Admettons que la progression de la population et que le déclin de l'AED s'annulent l'un l'autre, nous serions alors de retour au scénario original décrit précédemment lorsque tout le monde devait vivre au niveau du 13e centile occidental et que les riches devaient perdre deux tiers de leurs revenus.

Il ne me semble pas que ce résultat, bien que nous puissions en modifier les hypothèses, soit vaguement susceptible de trouver un quelconque soutien politique, y compris parmi les partisans de la décroissance, dont beaucoup devraient réduire leur consommation d'environ 80 à 90 pour cent. Il serait plus logique de réfléchir sérieusement à la manière de réduire les émissions, de ne pas se faire d'illusion dans un monde très pauvre et inégal, mais de penser comment les biens et services les plus polluants pourraient être taxés pour réduire leur consommation.

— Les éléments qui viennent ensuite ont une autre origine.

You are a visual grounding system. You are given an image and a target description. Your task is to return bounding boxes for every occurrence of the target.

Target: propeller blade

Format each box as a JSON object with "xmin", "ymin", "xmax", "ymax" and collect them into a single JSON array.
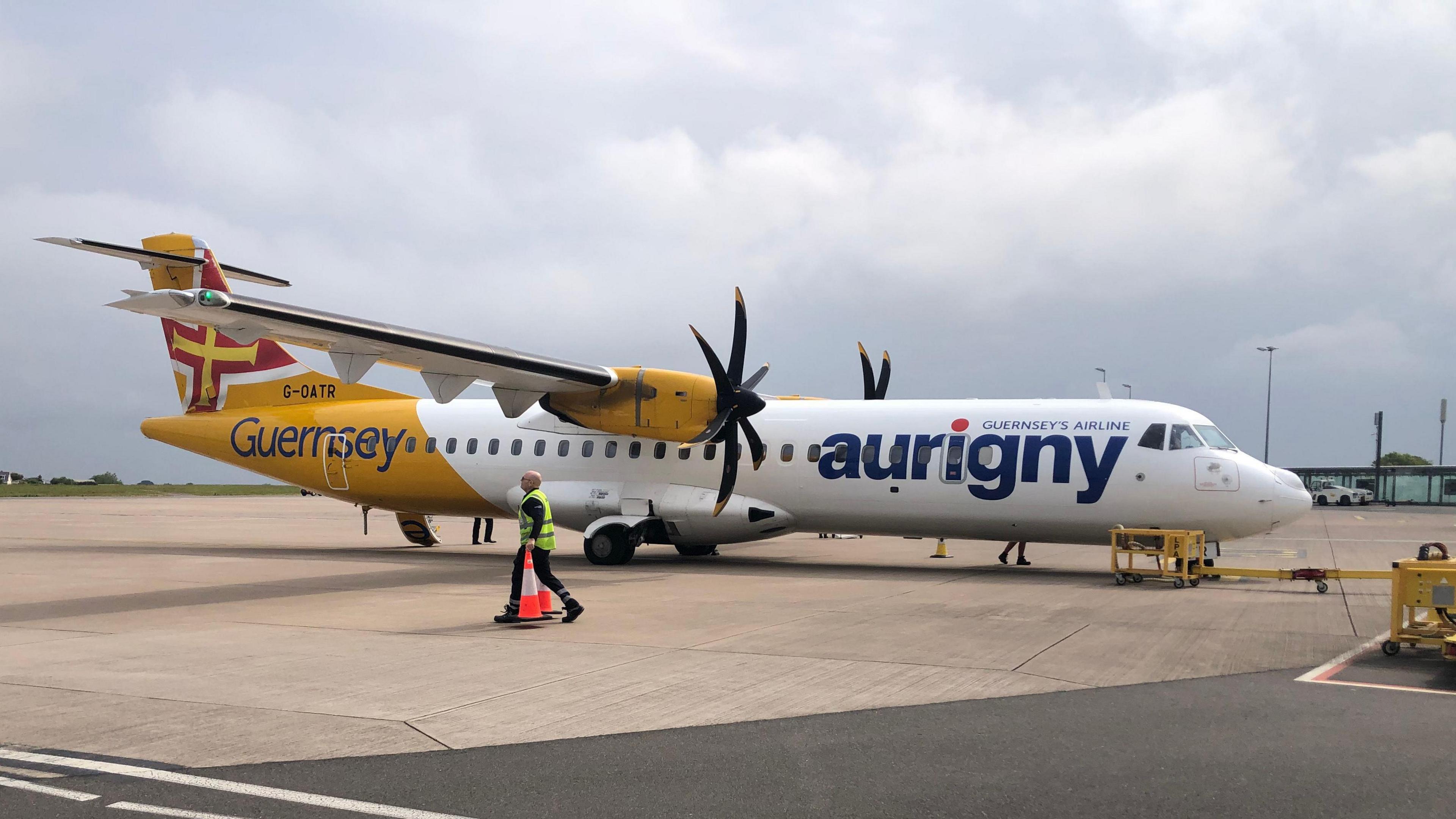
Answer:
[
  {"xmin": 875, "ymin": 350, "xmax": 890, "ymax": 401},
  {"xmin": 728, "ymin": 287, "xmax": 748, "ymax": 383},
  {"xmin": 738, "ymin": 415, "xmax": 769, "ymax": 469},
  {"xmin": 714, "ymin": 424, "xmax": 738, "ymax": 517},
  {"xmin": 677, "ymin": 406, "xmax": 733, "ymax": 449},
  {"xmin": 742, "ymin": 361, "xmax": 769, "ymax": 389},
  {"xmin": 859, "ymin": 344, "xmax": 875, "ymax": 401},
  {"xmin": 687, "ymin": 325, "xmax": 733, "ymax": 406}
]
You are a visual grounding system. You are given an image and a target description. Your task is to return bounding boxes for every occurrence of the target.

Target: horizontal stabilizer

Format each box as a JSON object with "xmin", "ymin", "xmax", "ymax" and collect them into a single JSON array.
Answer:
[
  {"xmin": 36, "ymin": 236, "xmax": 290, "ymax": 287},
  {"xmin": 108, "ymin": 289, "xmax": 617, "ymax": 399}
]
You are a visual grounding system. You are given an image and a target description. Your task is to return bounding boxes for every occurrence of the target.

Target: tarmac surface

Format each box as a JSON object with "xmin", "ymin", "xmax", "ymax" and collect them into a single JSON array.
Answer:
[{"xmin": 0, "ymin": 497, "xmax": 1456, "ymax": 819}]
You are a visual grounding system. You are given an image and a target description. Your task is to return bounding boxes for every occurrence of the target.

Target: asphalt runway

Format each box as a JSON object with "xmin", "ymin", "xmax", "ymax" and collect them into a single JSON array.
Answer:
[
  {"xmin": 0, "ymin": 672, "xmax": 1456, "ymax": 819},
  {"xmin": 0, "ymin": 498, "xmax": 1456, "ymax": 819}
]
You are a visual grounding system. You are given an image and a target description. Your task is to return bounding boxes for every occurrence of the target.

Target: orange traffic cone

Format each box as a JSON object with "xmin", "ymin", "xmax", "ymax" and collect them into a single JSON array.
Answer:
[{"xmin": 517, "ymin": 549, "xmax": 552, "ymax": 622}]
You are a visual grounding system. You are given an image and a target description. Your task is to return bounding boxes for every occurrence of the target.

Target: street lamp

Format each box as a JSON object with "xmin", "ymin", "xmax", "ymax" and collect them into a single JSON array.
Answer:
[{"xmin": 1255, "ymin": 347, "xmax": 1279, "ymax": 463}]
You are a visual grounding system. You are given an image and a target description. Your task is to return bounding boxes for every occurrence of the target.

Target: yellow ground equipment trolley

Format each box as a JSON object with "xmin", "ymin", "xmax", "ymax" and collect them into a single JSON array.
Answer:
[
  {"xmin": 1380, "ymin": 544, "xmax": 1456, "ymax": 660},
  {"xmin": 1111, "ymin": 529, "xmax": 1392, "ymax": 588},
  {"xmin": 1112, "ymin": 529, "xmax": 1204, "ymax": 589}
]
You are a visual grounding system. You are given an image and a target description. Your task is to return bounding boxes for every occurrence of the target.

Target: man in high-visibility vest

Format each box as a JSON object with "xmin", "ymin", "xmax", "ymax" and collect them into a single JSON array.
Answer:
[{"xmin": 495, "ymin": 471, "xmax": 587, "ymax": 622}]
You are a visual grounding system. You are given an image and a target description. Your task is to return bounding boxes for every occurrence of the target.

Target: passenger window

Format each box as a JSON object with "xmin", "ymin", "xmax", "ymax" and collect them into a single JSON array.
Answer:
[
  {"xmin": 1137, "ymin": 424, "xmax": 1168, "ymax": 449},
  {"xmin": 1168, "ymin": 424, "xmax": 1203, "ymax": 449}
]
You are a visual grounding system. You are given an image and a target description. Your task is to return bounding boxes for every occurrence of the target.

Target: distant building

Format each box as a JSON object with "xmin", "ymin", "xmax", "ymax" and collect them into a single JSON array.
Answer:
[{"xmin": 1290, "ymin": 466, "xmax": 1456, "ymax": 506}]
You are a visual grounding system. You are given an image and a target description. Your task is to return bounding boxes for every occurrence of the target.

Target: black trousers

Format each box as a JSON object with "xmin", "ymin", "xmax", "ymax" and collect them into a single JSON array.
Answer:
[
  {"xmin": 470, "ymin": 517, "xmax": 495, "ymax": 544},
  {"xmin": 511, "ymin": 546, "xmax": 572, "ymax": 606}
]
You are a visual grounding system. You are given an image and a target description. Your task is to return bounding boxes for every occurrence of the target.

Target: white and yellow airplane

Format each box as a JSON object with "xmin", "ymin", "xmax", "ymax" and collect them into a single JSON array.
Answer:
[{"xmin": 41, "ymin": 233, "xmax": 1310, "ymax": 564}]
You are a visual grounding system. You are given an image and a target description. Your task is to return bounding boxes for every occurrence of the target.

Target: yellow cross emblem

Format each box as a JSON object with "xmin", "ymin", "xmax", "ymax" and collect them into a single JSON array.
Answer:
[{"xmin": 172, "ymin": 326, "xmax": 258, "ymax": 404}]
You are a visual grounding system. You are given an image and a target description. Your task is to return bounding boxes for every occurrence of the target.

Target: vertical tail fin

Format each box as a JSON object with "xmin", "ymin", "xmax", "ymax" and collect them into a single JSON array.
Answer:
[
  {"xmin": 141, "ymin": 233, "xmax": 312, "ymax": 413},
  {"xmin": 141, "ymin": 233, "xmax": 409, "ymax": 413}
]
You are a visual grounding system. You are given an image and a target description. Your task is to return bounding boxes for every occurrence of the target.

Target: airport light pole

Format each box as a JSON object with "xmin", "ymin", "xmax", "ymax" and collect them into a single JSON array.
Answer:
[
  {"xmin": 1436, "ymin": 398, "xmax": 1446, "ymax": 466},
  {"xmin": 1257, "ymin": 347, "xmax": 1279, "ymax": 463}
]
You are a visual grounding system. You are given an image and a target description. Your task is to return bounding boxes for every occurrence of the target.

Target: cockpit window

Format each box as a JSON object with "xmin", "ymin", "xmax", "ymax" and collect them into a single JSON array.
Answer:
[
  {"xmin": 1137, "ymin": 424, "xmax": 1168, "ymax": 449},
  {"xmin": 1194, "ymin": 424, "xmax": 1239, "ymax": 449},
  {"xmin": 1168, "ymin": 424, "xmax": 1203, "ymax": 449}
]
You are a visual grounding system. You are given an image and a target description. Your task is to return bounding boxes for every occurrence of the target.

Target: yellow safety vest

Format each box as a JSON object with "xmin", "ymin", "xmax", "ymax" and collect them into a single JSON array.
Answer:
[{"xmin": 515, "ymin": 490, "xmax": 556, "ymax": 551}]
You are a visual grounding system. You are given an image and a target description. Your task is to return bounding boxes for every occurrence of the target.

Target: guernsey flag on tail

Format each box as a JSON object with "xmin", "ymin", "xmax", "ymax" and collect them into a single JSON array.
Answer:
[{"xmin": 141, "ymin": 233, "xmax": 312, "ymax": 413}]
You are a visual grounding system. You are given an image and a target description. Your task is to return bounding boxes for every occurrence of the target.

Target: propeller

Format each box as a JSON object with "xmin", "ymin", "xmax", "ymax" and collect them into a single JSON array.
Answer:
[
  {"xmin": 681, "ymin": 287, "xmax": 769, "ymax": 517},
  {"xmin": 859, "ymin": 344, "xmax": 890, "ymax": 401}
]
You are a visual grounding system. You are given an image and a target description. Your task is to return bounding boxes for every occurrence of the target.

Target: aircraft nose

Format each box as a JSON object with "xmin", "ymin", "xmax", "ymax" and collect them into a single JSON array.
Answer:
[{"xmin": 1268, "ymin": 466, "xmax": 1313, "ymax": 526}]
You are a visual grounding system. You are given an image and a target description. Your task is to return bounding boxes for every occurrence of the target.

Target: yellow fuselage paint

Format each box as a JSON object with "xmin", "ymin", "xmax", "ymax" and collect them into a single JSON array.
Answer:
[
  {"xmin": 551, "ymin": 367, "xmax": 718, "ymax": 442},
  {"xmin": 141, "ymin": 398, "xmax": 511, "ymax": 517}
]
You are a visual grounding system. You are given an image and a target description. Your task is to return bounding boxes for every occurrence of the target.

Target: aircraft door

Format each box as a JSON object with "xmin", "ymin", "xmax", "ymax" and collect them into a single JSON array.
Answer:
[
  {"xmin": 941, "ymin": 436, "xmax": 965, "ymax": 484},
  {"xmin": 323, "ymin": 433, "xmax": 350, "ymax": 491}
]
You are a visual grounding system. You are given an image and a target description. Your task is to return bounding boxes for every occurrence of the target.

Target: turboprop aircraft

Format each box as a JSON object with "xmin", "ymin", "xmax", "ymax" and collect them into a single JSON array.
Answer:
[{"xmin": 41, "ymin": 233, "xmax": 1310, "ymax": 564}]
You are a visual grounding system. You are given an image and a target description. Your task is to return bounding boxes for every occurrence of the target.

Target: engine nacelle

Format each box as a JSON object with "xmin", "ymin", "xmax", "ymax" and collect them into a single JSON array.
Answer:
[
  {"xmin": 507, "ymin": 481, "xmax": 794, "ymax": 545},
  {"xmin": 541, "ymin": 367, "xmax": 718, "ymax": 442}
]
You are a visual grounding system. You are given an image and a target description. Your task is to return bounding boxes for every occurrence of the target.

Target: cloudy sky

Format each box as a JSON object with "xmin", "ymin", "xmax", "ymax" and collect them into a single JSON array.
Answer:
[{"xmin": 0, "ymin": 0, "xmax": 1456, "ymax": 482}]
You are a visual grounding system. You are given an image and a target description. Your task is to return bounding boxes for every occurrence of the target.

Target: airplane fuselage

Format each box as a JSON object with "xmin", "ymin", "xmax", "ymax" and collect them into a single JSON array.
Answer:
[{"xmin": 143, "ymin": 399, "xmax": 1310, "ymax": 544}]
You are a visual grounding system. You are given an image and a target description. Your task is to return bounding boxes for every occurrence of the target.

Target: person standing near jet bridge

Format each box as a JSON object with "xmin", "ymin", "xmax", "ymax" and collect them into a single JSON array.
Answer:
[{"xmin": 495, "ymin": 471, "xmax": 587, "ymax": 622}]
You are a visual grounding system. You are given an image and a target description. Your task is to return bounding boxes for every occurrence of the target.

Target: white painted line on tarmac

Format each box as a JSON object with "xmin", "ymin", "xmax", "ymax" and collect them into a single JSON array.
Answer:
[
  {"xmin": 0, "ymin": 777, "xmax": 100, "ymax": 802},
  {"xmin": 106, "ymin": 802, "xmax": 243, "ymax": 819},
  {"xmin": 0, "ymin": 748, "xmax": 470, "ymax": 819},
  {"xmin": 1294, "ymin": 631, "xmax": 1390, "ymax": 682}
]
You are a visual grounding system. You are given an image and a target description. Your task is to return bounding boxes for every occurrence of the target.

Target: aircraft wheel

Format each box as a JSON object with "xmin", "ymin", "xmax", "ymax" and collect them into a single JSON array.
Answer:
[{"xmin": 582, "ymin": 526, "xmax": 636, "ymax": 565}]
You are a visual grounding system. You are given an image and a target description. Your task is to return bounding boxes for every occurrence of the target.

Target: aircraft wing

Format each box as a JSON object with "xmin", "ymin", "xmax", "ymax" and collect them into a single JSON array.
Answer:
[{"xmin": 106, "ymin": 289, "xmax": 617, "ymax": 408}]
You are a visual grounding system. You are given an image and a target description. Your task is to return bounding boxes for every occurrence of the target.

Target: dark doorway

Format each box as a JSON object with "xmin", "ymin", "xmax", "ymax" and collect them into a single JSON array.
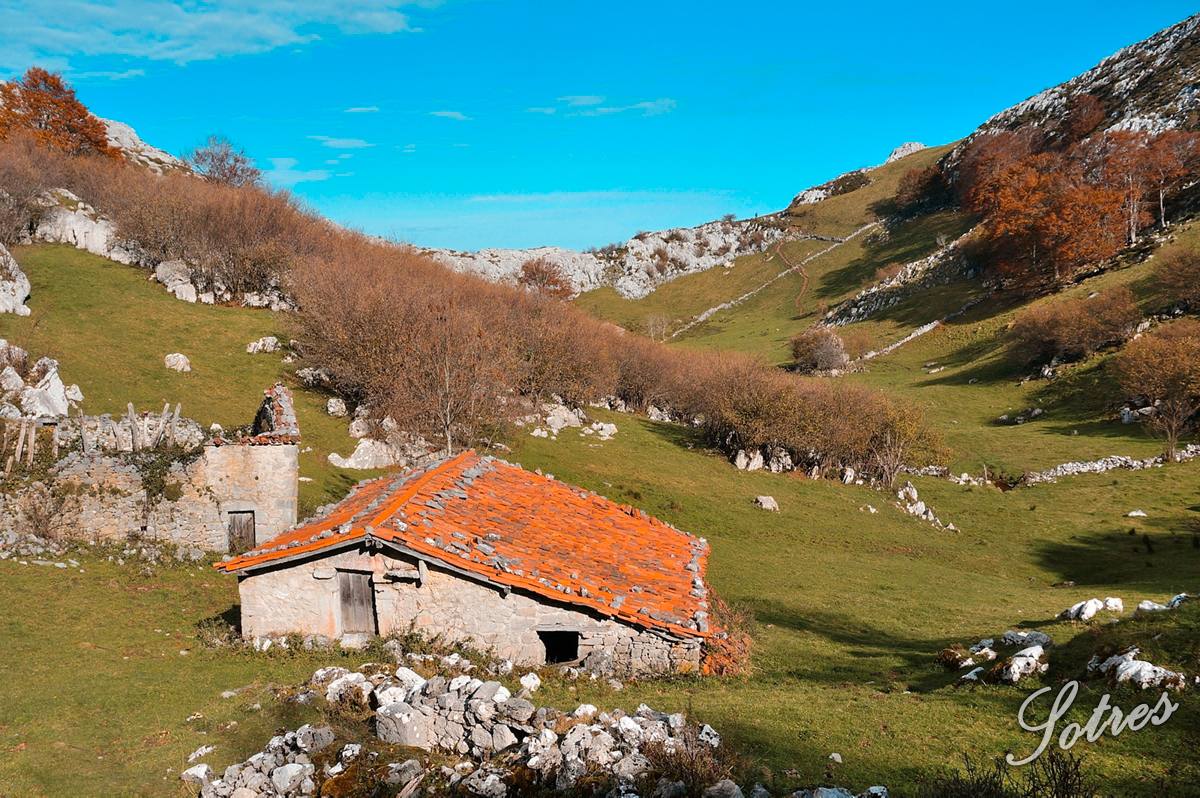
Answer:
[
  {"xmin": 538, "ymin": 631, "xmax": 580, "ymax": 665},
  {"xmin": 337, "ymin": 571, "xmax": 376, "ymax": 635},
  {"xmin": 229, "ymin": 510, "xmax": 254, "ymax": 554}
]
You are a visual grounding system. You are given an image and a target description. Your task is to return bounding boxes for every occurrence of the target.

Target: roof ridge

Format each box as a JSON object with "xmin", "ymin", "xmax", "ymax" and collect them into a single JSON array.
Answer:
[{"xmin": 364, "ymin": 449, "xmax": 475, "ymax": 529}]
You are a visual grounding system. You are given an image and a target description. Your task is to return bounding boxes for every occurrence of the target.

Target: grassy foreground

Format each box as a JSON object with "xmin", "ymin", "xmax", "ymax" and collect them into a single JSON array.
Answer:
[{"xmin": 0, "ymin": 247, "xmax": 1200, "ymax": 796}]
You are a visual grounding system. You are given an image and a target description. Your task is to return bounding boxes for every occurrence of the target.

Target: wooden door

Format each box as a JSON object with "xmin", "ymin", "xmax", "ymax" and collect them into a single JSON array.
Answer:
[
  {"xmin": 229, "ymin": 510, "xmax": 254, "ymax": 554},
  {"xmin": 337, "ymin": 571, "xmax": 376, "ymax": 635}
]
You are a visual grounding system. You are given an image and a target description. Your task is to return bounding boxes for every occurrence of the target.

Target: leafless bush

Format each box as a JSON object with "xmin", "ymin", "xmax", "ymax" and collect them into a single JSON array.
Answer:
[
  {"xmin": 1009, "ymin": 287, "xmax": 1141, "ymax": 364},
  {"xmin": 791, "ymin": 326, "xmax": 850, "ymax": 373}
]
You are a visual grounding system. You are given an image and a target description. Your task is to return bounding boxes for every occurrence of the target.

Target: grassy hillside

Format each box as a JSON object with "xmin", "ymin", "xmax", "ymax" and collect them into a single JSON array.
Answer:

L'augmentation de leurs prix relatifs réduirait le revenu réel des riches (qui les consomment) et réduirait, même légèrement, l'inégalité mondiale. De toute évidence, nous devons réfléchir à la manière dont les nouvelles technologies peuvent être exploitées pour rendre le monde plus respectueux de l'environnement. Mais la décroissance n'est pas la voie à suivre.